¿ES EL HOMBRE REFLEJO DE UNA “MENTE SUPREMA”?

Los científicos son hoy, sobre todo, técnicos especialmente tocados por la “luz” de la imaginación creativa, que no es otra cosa que la intuición desarrollada por la repetición en la verificación de las analogías y de las oposiciones, contrastadas experimentalmente. Muy a menudo son los primeros sorprendidos por sus hallazgos y, desde luego, no les corresponde a ellos, como analistas de parcelas concretas, extraer conclusiones holísticas. El macroanálisis ha de correr a cargo de pensadores fértiles a la altura de su tiempo (prefiero referirme así a los verdaderos sabios). Lo reconocen gentes de la talla de Schroedinger o del mismo Einstein.

Para algunos puede resultar altamente enigmática -o sospechosa- la pregunta que formulo. Creo que buena parte del problema radica, precisamente, en no presentar los conceptos tradicionales en términos actualizados.


El “Hombre”, con mayúscula, representa un arquetipo humano, en tanto que el “hombre” representa a los seres de la especie homo-sapiens, varón y hembra. La Mente Suprema parece un eufemismo para aludir a Dios, aunque, de hecho, sea un eufemismo para eludir a Dios. Y es que sólo eludiendo una determinada versión dogmática, parece posible llegar a una comprensión válida del concepto, susceptible de ser traducido de nuevo, pero sabiendo lo que se hace. Las palabras son símbolos cuyos valores se interiorizan cuando se comprenden.


El arquetipo humano corresponde, para los psicólogos, a la aspiración de propia realización total que yace en el inconsciente colectivo de la humanidad. La plenitud de cuantas potencialidades encierra el Hombre, proyectada parcialmente por cada mente humana, compondría la magnífica imagen del Gran Adan ( algo así como el Adan Kadmón de los cabalistas), fruto, de alguna manera, de una síntesis de toda la fuerza cósmica y capaz de aprender y reconvertir esa fuerza en poder demiúrgico. Los gnósticos y sus sucesores cristianos la llamaron “el Verbo”, que en el Principio estaba con Dios y era Dios.
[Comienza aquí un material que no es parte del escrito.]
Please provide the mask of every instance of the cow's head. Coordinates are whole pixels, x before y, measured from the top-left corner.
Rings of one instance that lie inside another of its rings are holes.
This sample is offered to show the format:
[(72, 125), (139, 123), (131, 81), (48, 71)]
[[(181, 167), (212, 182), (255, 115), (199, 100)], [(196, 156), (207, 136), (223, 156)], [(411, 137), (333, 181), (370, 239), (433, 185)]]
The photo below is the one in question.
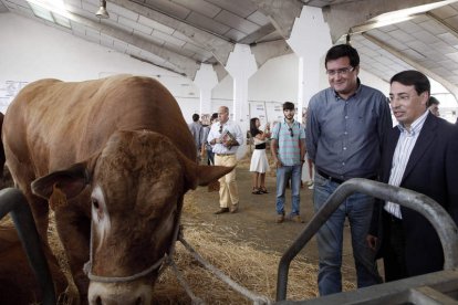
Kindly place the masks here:
[(90, 303), (148, 304), (157, 262), (173, 243), (185, 192), (231, 170), (198, 166), (157, 133), (117, 132), (100, 154), (35, 180), (32, 189), (48, 199), (55, 192), (70, 199), (89, 185)]

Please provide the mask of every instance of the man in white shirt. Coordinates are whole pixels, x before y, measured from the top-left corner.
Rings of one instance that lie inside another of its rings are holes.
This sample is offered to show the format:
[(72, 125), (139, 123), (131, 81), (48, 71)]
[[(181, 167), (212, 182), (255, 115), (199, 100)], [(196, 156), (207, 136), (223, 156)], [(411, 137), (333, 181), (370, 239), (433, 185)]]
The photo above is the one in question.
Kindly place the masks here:
[[(240, 127), (229, 120), (229, 108), (221, 106), (218, 109), (218, 123), (211, 125), (207, 141), (214, 146), (215, 165), (232, 167), (237, 165), (236, 152), (243, 144), (243, 134)], [(239, 209), (239, 189), (236, 181), (236, 169), (219, 180), (219, 207), (215, 214), (236, 213)]]
[[(391, 107), (399, 123), (383, 141), (382, 181), (424, 193), (458, 222), (458, 128), (427, 109), (430, 84), (418, 71), (391, 80)], [(431, 224), (396, 202), (374, 207), (369, 248), (381, 243), (385, 281), (440, 271), (444, 252)]]

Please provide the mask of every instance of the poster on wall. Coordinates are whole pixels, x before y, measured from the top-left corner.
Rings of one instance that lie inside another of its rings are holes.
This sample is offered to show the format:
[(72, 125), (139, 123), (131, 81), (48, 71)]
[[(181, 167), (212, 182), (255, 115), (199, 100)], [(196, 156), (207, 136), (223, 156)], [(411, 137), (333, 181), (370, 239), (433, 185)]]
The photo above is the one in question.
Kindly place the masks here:
[(283, 106), (281, 103), (272, 102), (266, 103), (267, 105), (267, 116), (270, 123), (270, 126), (273, 126), (283, 119)]
[(261, 129), (262, 129), (267, 123), (267, 113), (266, 113), (264, 102), (250, 103), (250, 119), (253, 117), (259, 118), (259, 122), (261, 123)]
[(6, 81), (0, 84), (0, 112), (6, 113), (10, 103), (27, 84), (28, 82), (21, 81)]

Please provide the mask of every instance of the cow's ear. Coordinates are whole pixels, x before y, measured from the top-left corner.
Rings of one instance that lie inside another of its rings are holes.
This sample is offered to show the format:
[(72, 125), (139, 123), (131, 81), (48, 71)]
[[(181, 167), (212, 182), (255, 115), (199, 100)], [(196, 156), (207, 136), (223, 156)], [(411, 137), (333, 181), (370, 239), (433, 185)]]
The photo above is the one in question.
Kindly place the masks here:
[[(55, 189), (63, 192), (67, 199), (77, 196), (90, 182), (89, 165), (80, 162), (65, 170), (51, 172), (32, 182), (32, 192), (49, 200)], [(90, 167), (91, 168), (91, 167)]]
[(233, 167), (226, 166), (199, 166), (181, 155), (181, 164), (185, 167), (185, 179), (187, 189), (196, 189), (197, 186), (208, 186), (226, 173), (233, 170)]

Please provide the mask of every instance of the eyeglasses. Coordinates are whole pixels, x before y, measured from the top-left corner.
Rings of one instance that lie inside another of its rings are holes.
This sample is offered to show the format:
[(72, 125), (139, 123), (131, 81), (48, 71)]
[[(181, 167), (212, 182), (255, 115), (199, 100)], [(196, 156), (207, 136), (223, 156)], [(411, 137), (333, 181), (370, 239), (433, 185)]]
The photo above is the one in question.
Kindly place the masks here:
[(337, 70), (326, 70), (329, 76), (334, 76), (335, 74), (347, 75), (350, 72), (355, 70), (354, 66), (342, 67)]

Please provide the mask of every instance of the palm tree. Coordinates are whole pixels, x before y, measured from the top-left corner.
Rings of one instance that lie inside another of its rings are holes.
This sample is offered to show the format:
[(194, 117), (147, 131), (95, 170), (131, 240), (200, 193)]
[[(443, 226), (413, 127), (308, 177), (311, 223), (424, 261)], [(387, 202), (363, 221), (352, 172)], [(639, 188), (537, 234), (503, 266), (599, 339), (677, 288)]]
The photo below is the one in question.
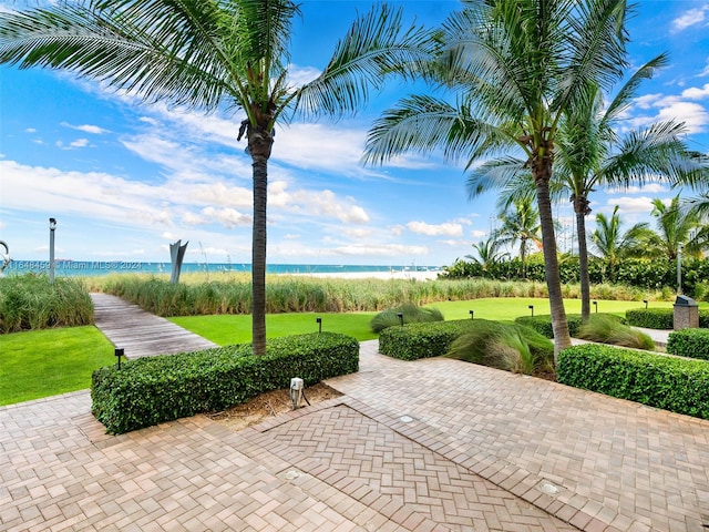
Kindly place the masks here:
[[(599, 88), (594, 88), (593, 98), (569, 108), (559, 123), (552, 195), (571, 196), (574, 207), (584, 321), (590, 317), (586, 216), (592, 212), (592, 192), (599, 186), (623, 188), (647, 182), (697, 180), (705, 171), (682, 140), (682, 124), (658, 122), (623, 137), (617, 133), (639, 84), (666, 64), (667, 57), (660, 54), (643, 65), (609, 103)], [(524, 178), (528, 171), (520, 170), (522, 163), (510, 158), (489, 161), (479, 174), (496, 180), (505, 187), (503, 196), (514, 201), (528, 195), (528, 180)]]
[(641, 256), (657, 242), (657, 235), (646, 223), (635, 224), (625, 233), (621, 233), (621, 225), (616, 205), (609, 218), (603, 213), (596, 215), (596, 229), (590, 235), (598, 255), (605, 259), (606, 274), (612, 282), (621, 259)]
[(675, 260), (679, 249), (687, 246), (687, 252), (699, 254), (700, 247), (696, 245), (696, 234), (701, 228), (700, 218), (696, 211), (685, 207), (675, 196), (669, 205), (661, 200), (653, 200), (653, 212), (657, 218), (657, 232), (659, 233), (659, 253), (669, 260)]
[(465, 255), (465, 258), (479, 264), (483, 275), (487, 274), (490, 269), (502, 260), (506, 254), (500, 250), (501, 242), (496, 236), (490, 236), (486, 241), (481, 241), (477, 244), (473, 244), (473, 249), (477, 253), (477, 256)]
[(541, 244), (542, 227), (540, 225), (540, 212), (534, 207), (531, 197), (515, 200), (512, 208), (505, 209), (500, 215), (502, 222), (497, 229), (499, 245), (520, 242), (520, 262), (522, 263), (522, 278), (526, 278), (526, 259), (530, 244)]
[(75, 72), (146, 102), (240, 110), (253, 161), (253, 342), (266, 351), (266, 203), (274, 127), (298, 111), (341, 115), (401, 65), (428, 59), (424, 31), (386, 6), (356, 20), (312, 82), (288, 81), (291, 0), (88, 0), (0, 13), (0, 62)]
[[(441, 149), (467, 167), (522, 153), (536, 191), (555, 354), (571, 345), (549, 182), (564, 113), (607, 89), (626, 66), (625, 0), (470, 0), (443, 23), (439, 61), (423, 72), (458, 90), (455, 104), (410, 96), (370, 131), (366, 160)], [(518, 166), (517, 166), (518, 168)], [(475, 170), (471, 197), (490, 187)]]

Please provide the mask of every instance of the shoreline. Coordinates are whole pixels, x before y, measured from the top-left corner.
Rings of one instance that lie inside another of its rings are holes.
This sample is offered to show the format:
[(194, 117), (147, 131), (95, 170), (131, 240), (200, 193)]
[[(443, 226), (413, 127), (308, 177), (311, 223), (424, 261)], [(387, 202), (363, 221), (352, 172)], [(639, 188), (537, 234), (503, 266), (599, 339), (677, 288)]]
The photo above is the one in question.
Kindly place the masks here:
[(403, 279), (403, 280), (435, 280), (442, 272), (329, 272), (307, 274), (269, 274), (294, 277), (317, 277), (321, 279)]

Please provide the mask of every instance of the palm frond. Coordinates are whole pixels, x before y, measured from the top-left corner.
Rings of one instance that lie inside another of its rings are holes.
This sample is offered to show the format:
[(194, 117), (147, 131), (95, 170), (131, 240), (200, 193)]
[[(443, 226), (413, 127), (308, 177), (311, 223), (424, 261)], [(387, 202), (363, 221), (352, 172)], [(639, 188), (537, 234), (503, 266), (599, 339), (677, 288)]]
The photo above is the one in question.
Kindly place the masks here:
[(381, 164), (408, 151), (428, 154), (441, 150), (449, 158), (470, 161), (483, 146), (492, 151), (510, 142), (504, 132), (471, 115), (465, 104), (410, 96), (374, 122), (363, 160)]
[(643, 66), (640, 66), (630, 79), (620, 88), (613, 101), (608, 104), (608, 108), (604, 114), (604, 124), (610, 126), (618, 116), (628, 109), (631, 100), (636, 96), (636, 92), (645, 80), (650, 80), (655, 75), (655, 72), (669, 64), (669, 57), (667, 53), (660, 53), (655, 59), (651, 59)]
[(423, 70), (436, 42), (422, 27), (402, 29), (401, 10), (379, 4), (358, 18), (338, 43), (322, 73), (298, 90), (296, 106), (306, 115), (340, 116), (367, 101), (370, 88), (383, 86), (388, 74)]
[(147, 101), (214, 109), (233, 91), (213, 1), (124, 0), (0, 13), (0, 62), (64, 69)]

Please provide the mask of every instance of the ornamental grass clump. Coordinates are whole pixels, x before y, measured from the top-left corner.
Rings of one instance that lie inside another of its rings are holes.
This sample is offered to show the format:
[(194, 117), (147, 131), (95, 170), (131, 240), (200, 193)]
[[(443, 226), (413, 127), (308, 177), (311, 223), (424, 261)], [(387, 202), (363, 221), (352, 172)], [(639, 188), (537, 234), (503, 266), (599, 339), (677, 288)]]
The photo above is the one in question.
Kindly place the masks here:
[(484, 319), (474, 320), (445, 357), (524, 375), (554, 370), (554, 345), (548, 338), (528, 327)]
[(610, 314), (593, 315), (588, 324), (580, 326), (578, 338), (635, 349), (655, 349), (655, 341), (649, 336), (624, 325), (621, 318)]

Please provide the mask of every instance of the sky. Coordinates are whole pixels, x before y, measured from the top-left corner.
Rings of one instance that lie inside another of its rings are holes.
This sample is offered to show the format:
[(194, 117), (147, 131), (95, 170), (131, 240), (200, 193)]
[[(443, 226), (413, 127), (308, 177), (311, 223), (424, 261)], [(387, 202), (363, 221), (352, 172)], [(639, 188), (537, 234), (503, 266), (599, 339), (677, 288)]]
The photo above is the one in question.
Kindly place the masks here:
[[(405, 0), (407, 20), (435, 25), (452, 0)], [(20, 1), (0, 0), (0, 9)], [(294, 25), (291, 76), (322, 69), (370, 1), (305, 0)], [(686, 122), (691, 150), (709, 153), (709, 0), (643, 0), (628, 24), (634, 70), (661, 52), (670, 65), (644, 83), (627, 127)], [(392, 81), (354, 116), (296, 121), (276, 130), (269, 161), (268, 263), (443, 266), (473, 254), (496, 227), (497, 196), (469, 201), (460, 164), (410, 154), (363, 166), (367, 131), (399, 98), (424, 86)], [(74, 74), (0, 66), (0, 241), (14, 260), (250, 263), (251, 167), (229, 115), (145, 105)], [(657, 184), (597, 191), (596, 213), (619, 205), (624, 227), (651, 222)], [(689, 193), (686, 193), (689, 194)], [(689, 194), (691, 195), (691, 194)], [(563, 252), (574, 245), (572, 212), (554, 207)]]

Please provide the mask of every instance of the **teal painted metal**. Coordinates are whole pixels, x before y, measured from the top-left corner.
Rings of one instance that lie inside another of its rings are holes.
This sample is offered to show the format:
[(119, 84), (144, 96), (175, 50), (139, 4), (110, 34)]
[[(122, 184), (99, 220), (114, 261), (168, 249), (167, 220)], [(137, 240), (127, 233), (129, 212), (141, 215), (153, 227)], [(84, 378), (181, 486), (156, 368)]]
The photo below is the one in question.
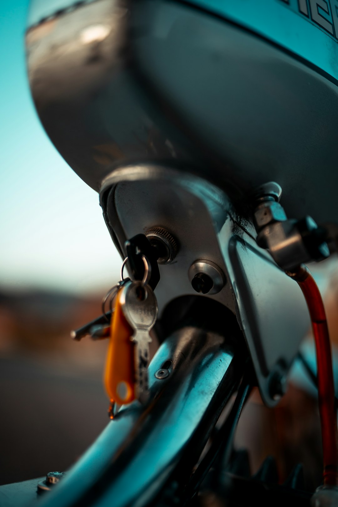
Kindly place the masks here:
[(187, 3), (244, 26), (338, 80), (337, 0), (187, 0)]

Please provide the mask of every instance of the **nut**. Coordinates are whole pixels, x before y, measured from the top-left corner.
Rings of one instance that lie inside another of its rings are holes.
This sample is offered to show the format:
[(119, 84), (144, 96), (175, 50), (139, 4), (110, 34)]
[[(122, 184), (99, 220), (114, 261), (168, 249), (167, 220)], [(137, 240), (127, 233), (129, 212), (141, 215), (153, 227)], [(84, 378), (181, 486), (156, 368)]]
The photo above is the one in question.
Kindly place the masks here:
[(256, 228), (259, 230), (272, 222), (284, 222), (286, 220), (286, 214), (278, 202), (268, 201), (256, 209), (254, 219)]

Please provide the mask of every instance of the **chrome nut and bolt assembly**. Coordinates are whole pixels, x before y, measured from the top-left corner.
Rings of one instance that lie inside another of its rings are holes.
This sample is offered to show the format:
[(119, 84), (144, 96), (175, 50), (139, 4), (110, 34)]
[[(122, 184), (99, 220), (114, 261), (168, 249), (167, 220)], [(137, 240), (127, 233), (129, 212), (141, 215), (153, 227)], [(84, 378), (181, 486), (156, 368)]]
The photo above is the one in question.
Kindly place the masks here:
[(280, 186), (270, 182), (252, 195), (257, 244), (269, 250), (276, 263), (286, 271), (328, 257), (325, 229), (318, 227), (310, 216), (302, 220), (288, 219), (279, 203), (281, 194)]
[(157, 250), (159, 264), (169, 264), (172, 262), (178, 250), (178, 245), (175, 238), (162, 227), (153, 227), (145, 233), (151, 244)]
[(189, 280), (200, 294), (217, 294), (224, 287), (226, 277), (221, 269), (210, 261), (196, 261), (189, 268)]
Evidentemente, quienes nos movemos como bípedos erectos, necesitados primariamente de mantener los procesos biológicos ocultos que nos hacen vivir, conscientes , sólo gradualmente, de aquéllo que está en nuestro entorno inmediato - hasta donde llega nuestro tacto visual, empezando por valorar la interacción universal a partir de nuestras limitadas percepciones físicas - somos simples homo-sapiens sexuados que se pudren al morir. ¿De dónde hemos extraído, locos sublimes, las sutilezas demiúrgicas que elevan nuestra relación con el entorno terrestre a esferas cósmicas y nuestra condición a la de colaboradores o “hijos” de un dios?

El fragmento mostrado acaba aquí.